Re: IPS Comparison

From: Chris Brenton (cbrenton@chrisbrenton.org)
Date: Thu Dec 22 2005 - 08:51:26 EST


On Wed, 2005-12-21 at 08:24 -0500, Dave Bush wrote:
>
> I'm going with "Well I read..." for my info on this, but the article
> by Ed Skoudis and Mike Poor

I'm certainly not Mike or Ed, but I do sometimes pay them on TV. ;-)

> From their reviews I'd be probably most interested in either the Top
> Laywer box or the ISS box. Ths ISS box uses closed signatures, which
> I'm not thrilled about,

The big problem with a closed signature language is zero tweaking. False
positives are a fact of life and when you are dealing with a closed
signature language your choices are either "on" or "off" and that's it.
You can't tweak the sig to weed out false positives while still having a
functional signature. You can't even tweak the sig to catch possible
variations of the attack. In short, you are stuck with what the vendor
ships you. If your network matches their interpretation of "the average
network", life is good. If not, your hosed. Mike goes into even more
detail about this whenever he lectures.

> but they found it to have "stellar detection."
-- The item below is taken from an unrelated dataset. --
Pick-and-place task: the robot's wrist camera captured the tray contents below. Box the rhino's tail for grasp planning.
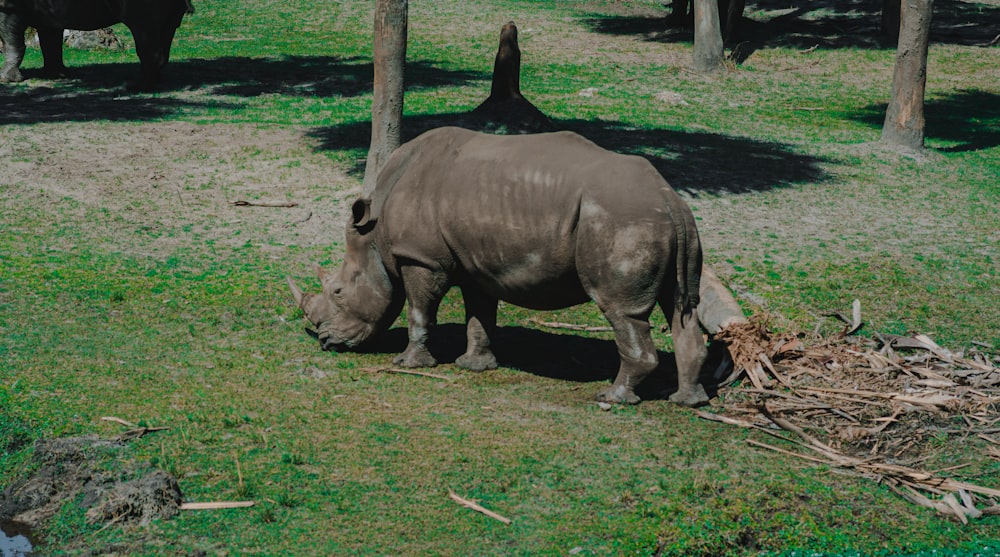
[664,193,702,319]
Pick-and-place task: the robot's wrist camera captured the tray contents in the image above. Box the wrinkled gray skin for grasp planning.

Remember that an IPS is nothing more than a stateful inspection firewall
that also tries to match malicious patterns in the payload. With this in
mind, you are talking about being limited to detecting known attacks
only. So if your IPS vendor can get you a sig (or you can write one
yourself) faster than you can patch the vulnerability, there is value
add to having an IPS. If not, well, you are doing little more than
detecting and weeding out attacks that you are not vulnerable to
anyways. IMHO there are cheaper ways of getting this warm fuzzy and
feeling.

There is an exception to this, which is another approach that is taken
by some IPS vendors. This involves checking for indications of a
successful attack. For example a packet headed out to the Internet that
contains the string "C:\" could be considered suspicious and a possible
indication that an attack has breached the perimeter. Nice thing about
weeding these out is you have the potential to block 0-day because you
are detecting on the actual problem rather than just a symptom.

Of course this brings us back to the closed signature language thing.
What if the above simple pattern generates false positives? You now
either live with reduced functionality or need to disable a sig that
could be extremely useful. If you have access to the sigs, you simply
tweak to avoid the false positive condition and life is cool.

Please note that I'm implying that IPS is useless. I'm simply saying its
not magick to cure all that ails you and that its a security tool like
many others with strengths and weaknesses. Everyone's network is
different so what works in one environment may bomb in another. It
really depends on traffic patterns, what other security measures are in
play, and a host of other variables.